For all german readers here: I wrote a short introduction into the ASP.NET Client API on my blog:
http://code-inside.de/blog/2007/12/23/howto-microsoft-ajax-client-api-nutzen/
Hi, Robert. That looks like a great post on your blog.
There’s no shortcut for that (yet). The only shortcuts in the ASP.NET AJAX client side framework are: $addHandler, $addHandlers, $clearHandlers, $create, $find, $get, and $removeHandler.
Currently, there’s a performance cost when creating elements that way anyway. It’s cleaner code, but relatively expensive.
More info on that: http://www.quirksmode.org/dom/innerhtml.html
Hi Dave,
Nice article, I knew about getBounds() but other are new. Thanks.
Can you tell, how can we change the theme, without causing a post back ?
Some valuable tips, kicked and subscribed keep on it.

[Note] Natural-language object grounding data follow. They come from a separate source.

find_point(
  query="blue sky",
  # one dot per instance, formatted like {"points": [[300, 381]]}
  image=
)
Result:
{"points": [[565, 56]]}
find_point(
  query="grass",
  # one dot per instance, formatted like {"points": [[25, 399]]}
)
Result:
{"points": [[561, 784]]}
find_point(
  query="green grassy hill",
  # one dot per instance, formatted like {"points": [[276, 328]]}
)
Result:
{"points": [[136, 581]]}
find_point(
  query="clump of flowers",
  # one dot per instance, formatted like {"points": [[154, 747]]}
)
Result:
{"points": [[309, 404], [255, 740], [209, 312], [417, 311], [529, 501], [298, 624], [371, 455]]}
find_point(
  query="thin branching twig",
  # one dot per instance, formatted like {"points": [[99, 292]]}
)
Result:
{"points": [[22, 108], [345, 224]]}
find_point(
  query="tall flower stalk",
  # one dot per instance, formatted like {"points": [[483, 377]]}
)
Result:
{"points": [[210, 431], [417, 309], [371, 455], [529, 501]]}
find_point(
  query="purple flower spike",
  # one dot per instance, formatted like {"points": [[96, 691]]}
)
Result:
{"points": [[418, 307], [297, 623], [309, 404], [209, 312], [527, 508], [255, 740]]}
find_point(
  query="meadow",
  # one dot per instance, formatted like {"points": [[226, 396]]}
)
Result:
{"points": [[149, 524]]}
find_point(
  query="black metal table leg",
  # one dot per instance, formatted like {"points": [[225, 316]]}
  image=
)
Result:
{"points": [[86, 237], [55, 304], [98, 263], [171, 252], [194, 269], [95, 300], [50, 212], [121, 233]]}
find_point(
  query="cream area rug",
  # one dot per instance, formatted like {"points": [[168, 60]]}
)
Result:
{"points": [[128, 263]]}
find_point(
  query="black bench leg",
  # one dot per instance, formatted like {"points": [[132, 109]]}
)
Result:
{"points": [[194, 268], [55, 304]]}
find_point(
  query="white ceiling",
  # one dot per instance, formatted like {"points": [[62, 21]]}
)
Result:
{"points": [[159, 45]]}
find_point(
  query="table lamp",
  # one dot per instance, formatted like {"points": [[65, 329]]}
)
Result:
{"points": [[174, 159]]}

Great! This getBounds() function is so useful. Keep
on giving us such useful pieces of code! :) thx
anyway you can set the browser viewable area? thanks
You can use window.resizeTo(x, y) to do that.
hi.. good functions.
but i’ve spoteed a mistake in ur animation code. we need to use setTimeout or something to make the animation really happened.
in ur code the end result will be just loc.x + 75 instead of the actuall movement :)
for (i = 1; i <= 75; i++)
{
Sys.UI.DomElement.setLocation($get(‘SomeDiv’), loc.x + i, loc.y);
}
Wouldnt this move the location 1 pixel…And then 2, then 3 up to 75.
loc.x + 1 is probably the intention.
It’s correct as is. loc.x would be the original position in thise case, not the current. So, the offset would need to increment.
Of course, you could use getLocation() to check its location during each iteration and then increment by 1 instead. Either would work (though, I’d generally avoid the 74 unnecessary getLocation() calls).